A girl lives in a settlement outside the eastern port town of Massawa. The ongoing border dispute with Ethiopia continues to impede economic development.

CRITICAL ISSUES FOR CHILDREN AND WOMEN

The border stalemate between Eritrea and Ethiopia continues to hamper the economic situation in the country, while the failure of rains and the high food prices pose an additional burden to the humanitarian situation in Eritrea, which is already being made vulnerable by poverty, chronic food insecurity and malnutrition. The poor performance of the short rains and the delayed onset of the main rainy season are raising concerns for a looming drought:  Eritrea, which lies in the Horn of Africa, is located in a drought-prone area, and is still suffering from the impact of the previous drought in 2006. Those particularly at risk are the estimated 85,500 malnourished children; 300,000 pregnant and lactating women; an estimated 800,000 urban poor and the population living in drought-affected areas, requiring close situation monitoring and assistance. The 22,300 internally displaced persons (IDPs) who were resettled or returned to their communities of origin between 2007 and 2008 require continued assistance in basic social services. Mine and unexploded ordnance accidents have increased significantly since 2007, requiring accelerated efforts in mine-risk education in the affected areas.

PLANNED HUMANITARIAN ACTION FOR 2009

UNICEF is the cluster lead for nutrition, water, sanitation and hygiene, and education. UNICEF is also an active member of the Inter-Agency Standing Committee (IASC). In 2009, UNICEF-supported programmes are expected to reach an estimated 1.7 million people, over half of them children.

Health and Nutrition: UNICEF will provide essential drugs and basic medical supplies to 25 health facilities serving 750,000 drought-affected population; vaccinate 450,000 children against measles as well as providing two rounds of vitamin A supplementation; provide therapeutic feeding to over 60,000 severely malnourished children and supplementary feeding to 85,000 severely and moderately malnourished children as well as 300,000 pregnant and lactating women. 

Water, Sanitation and Hygiene: UNICEF will provide 80,000 resettled IDPs as well as those living in drought-affected areas with safe water and sanitation facilities by constructing/rehabilitating wells and sanitary facilities including in 10 schools; train 60 village technicians in the operations and management of the community water supply facilities; and promote hygiene education and hygiene awareness programmes in 10 local communities.

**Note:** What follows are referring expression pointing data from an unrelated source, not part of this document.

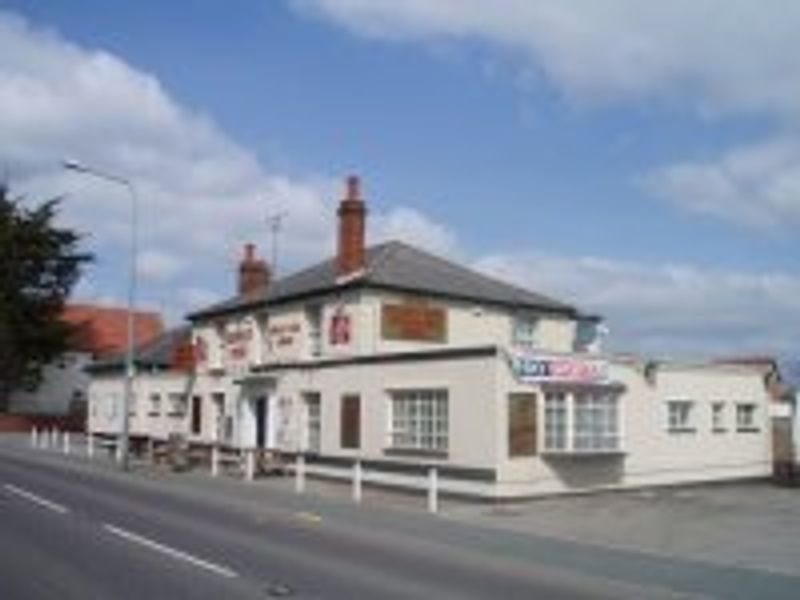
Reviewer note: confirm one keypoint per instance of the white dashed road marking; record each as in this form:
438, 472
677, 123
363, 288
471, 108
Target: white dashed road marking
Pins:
184, 556
44, 502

Education: UNICEF will provide 4,100 recently resettled IDP children and 84 teachers with basic school materials and recreational kits; rehabilitate and construct four temporary schools and two classroom structures to accommodate 1,800 primary schoolchildren. In addition, social mobilization campaigns will be held to scale up enrolment and prevent drop-outs in remote and drought-prone areas.

Child Protection: UNICEF will develop two new child-friendly spaces; train 100 teachers and 50 health staff on response to violence/abuse; and support prevention, identification, documentation, tracing, care and reunification of an estimated 500 separated children. In addition, 500 child- and female-headed households will be supported with alternative economic assistance.

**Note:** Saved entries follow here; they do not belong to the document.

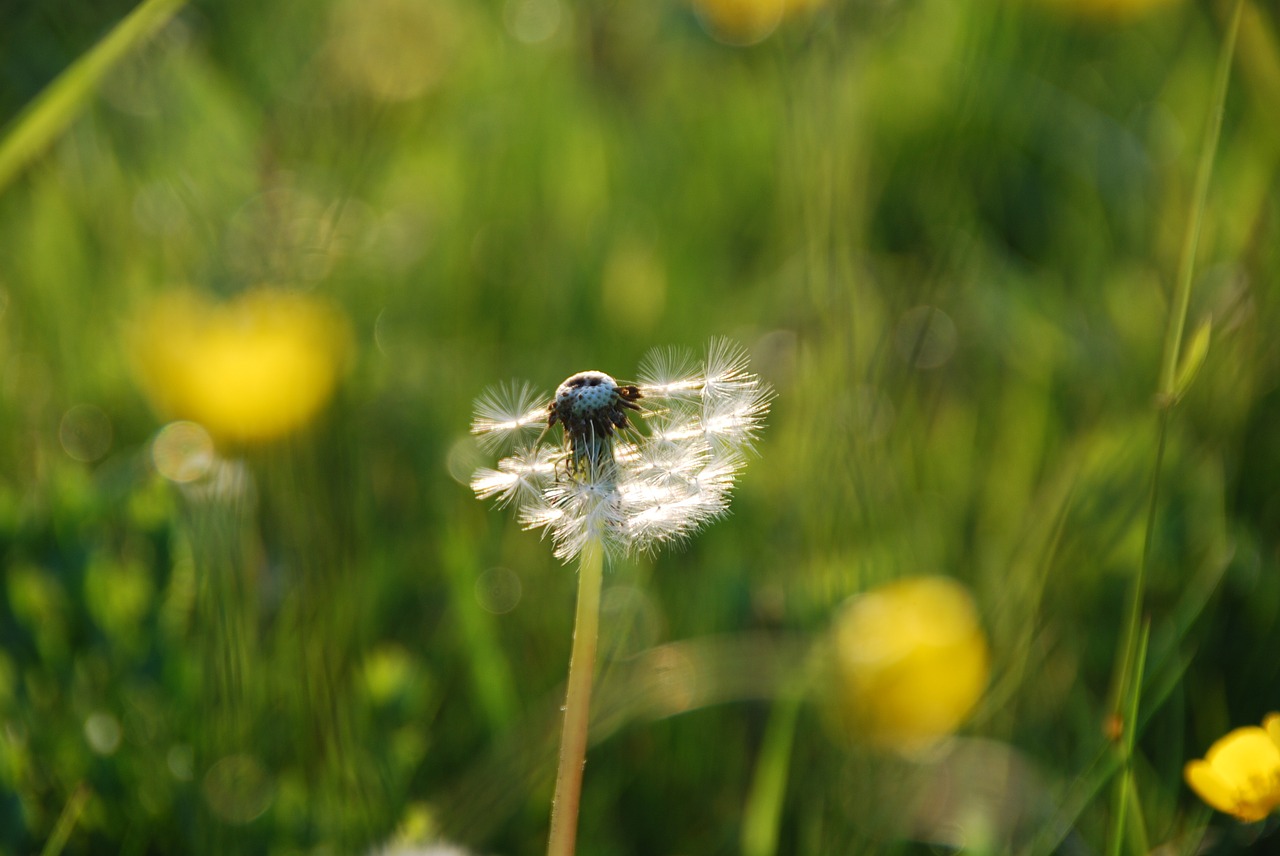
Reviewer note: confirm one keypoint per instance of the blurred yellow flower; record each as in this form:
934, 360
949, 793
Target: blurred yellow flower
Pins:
1109, 9
746, 22
910, 663
1240, 772
254, 369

Mine Action: UNICEF will establish eight mine-risk education (MRE) working groups; support the MRE basic school course (targeting 180,000 students); train 250 teachers from secondary schools; and provide psychosocial support and vocational training to over 200 mine/unexploded ordnance survivors and other children with disabilities.

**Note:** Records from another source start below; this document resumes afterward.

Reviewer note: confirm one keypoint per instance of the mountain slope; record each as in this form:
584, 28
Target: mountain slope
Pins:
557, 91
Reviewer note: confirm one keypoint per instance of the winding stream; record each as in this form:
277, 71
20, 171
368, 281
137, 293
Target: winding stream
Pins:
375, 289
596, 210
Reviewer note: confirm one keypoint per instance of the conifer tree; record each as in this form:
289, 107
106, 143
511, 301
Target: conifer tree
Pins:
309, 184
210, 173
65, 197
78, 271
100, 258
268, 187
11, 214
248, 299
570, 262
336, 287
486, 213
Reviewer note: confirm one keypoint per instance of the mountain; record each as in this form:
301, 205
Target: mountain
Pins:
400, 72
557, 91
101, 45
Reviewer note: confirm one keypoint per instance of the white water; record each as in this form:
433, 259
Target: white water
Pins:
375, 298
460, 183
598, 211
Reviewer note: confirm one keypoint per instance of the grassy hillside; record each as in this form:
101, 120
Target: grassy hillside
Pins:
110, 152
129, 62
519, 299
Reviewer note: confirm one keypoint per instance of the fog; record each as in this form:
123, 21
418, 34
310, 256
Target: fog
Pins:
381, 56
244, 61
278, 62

Summary of UNICEF Emergency Needs for 2009*
Sector US$
Health and Nutrition 4,000,000
Water, Sanitation and Hygiene 6,000,000
Education 1,200,000
Child Protection 800,000
Mine Action 400,000
Total** 12,400,000

* Funds received against this appeal will be used to respond to both the immediate and medium-term needs of children and women as outlined above. If UNICEF should receive funds in excess of the medium-term funding requirements for this emergency, UNICEF will use those funds to support other, underfunded emergencies.
** The total includes a maximum recovery rate of 7 per cent. The actual recovery rate on contributions will be calculated in accordance with UNICEF Executive Board Decision 2006/7 dated 9 June 2006.